Date of Award


Document Type

Campus Access Dissertation


Biological Sciences

First Advisor

Bert Ely


Background: Breast cancer is a heterogeneous disease with no single specific cause and is the second most frequent type of cancer in women in the US. Five percent of breast cancer is caused by mutations in highly penetrant genes such as BRCA1, BRCA2, and p53. The causes of the remaining 95% are still unknown. We hypothesize that germline mutations can affect the risk for specific types of breast cancer.

Methods: RFLP and sequencing were used to assay 17 polymorphic loci in 629 breast cancer patients from South Carolina recruited between the years 2004-2008. Loci were selected based on studies in the literature suggesting that these loci might be associated with breast cancer or with aggressive cancer. Regression analyses were used to examine the relationships between alleles and patient and breast cancer characteristics. To facilitate identifying statistically significance associations in the context of multiple tests, patients were divided into a test group and a validation group based upon date of recruitment, and then randomized to generate a second test and validation group.
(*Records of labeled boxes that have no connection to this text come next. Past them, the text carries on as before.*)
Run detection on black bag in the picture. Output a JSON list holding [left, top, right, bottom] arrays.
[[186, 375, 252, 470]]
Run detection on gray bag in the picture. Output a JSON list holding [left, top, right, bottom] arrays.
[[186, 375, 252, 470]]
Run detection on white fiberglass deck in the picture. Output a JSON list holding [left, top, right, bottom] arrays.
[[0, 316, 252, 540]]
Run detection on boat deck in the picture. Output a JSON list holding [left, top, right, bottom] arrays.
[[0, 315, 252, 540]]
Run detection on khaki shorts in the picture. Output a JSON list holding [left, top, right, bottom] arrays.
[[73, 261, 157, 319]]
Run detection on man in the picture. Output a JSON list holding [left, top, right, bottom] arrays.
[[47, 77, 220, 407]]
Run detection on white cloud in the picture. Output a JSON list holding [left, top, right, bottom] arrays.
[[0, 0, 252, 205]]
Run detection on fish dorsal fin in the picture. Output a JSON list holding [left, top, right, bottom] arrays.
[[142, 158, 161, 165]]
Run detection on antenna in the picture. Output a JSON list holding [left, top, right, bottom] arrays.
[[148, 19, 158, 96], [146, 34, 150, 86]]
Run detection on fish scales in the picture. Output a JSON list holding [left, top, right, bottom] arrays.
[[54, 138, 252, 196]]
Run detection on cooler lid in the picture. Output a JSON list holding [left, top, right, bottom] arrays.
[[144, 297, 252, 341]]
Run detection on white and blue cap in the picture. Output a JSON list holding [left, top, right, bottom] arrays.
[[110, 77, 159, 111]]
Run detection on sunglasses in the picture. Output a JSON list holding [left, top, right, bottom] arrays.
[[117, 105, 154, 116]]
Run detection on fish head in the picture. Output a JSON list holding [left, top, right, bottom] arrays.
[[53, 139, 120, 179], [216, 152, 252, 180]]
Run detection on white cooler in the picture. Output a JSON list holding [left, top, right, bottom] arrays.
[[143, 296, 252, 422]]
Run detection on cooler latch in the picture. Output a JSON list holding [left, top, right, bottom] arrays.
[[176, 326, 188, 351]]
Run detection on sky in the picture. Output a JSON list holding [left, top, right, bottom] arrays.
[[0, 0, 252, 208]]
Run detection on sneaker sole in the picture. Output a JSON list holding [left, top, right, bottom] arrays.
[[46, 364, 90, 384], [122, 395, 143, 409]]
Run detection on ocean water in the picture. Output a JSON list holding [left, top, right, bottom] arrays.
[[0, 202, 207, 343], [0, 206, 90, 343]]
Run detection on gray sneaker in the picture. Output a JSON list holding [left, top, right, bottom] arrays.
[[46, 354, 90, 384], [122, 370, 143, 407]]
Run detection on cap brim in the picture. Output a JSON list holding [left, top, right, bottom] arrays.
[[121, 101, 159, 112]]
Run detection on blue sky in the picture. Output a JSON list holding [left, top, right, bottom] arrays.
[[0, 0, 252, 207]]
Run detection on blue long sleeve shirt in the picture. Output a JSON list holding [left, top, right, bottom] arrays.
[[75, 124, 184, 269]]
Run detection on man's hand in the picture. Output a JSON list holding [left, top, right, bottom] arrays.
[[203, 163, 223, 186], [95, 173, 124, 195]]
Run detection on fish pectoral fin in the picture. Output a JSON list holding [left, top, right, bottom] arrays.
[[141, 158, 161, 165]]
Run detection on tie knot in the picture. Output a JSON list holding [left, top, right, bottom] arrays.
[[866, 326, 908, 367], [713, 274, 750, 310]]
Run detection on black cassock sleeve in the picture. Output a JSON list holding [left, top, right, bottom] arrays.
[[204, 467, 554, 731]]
Results: Statistically significant associations between several loci and various breast cancer or patient characteristics were identified. After Bonferroni correction for multiple tests, only one locus-parameter association remained significant: the ERα Pos-397 polymorphism was negatively associated with estrogen receptor positive expression status (OR= 0.33, p-value = 0.001).

Conclusions: Comparisons of significant parameter-locus relationships between the two groups of patients were effective at identifying locus-parameters that might be associated with breast cancer subtypes. The ERα-397 locus was statistically associated with estrogen receptor status in our breast cancer patient population.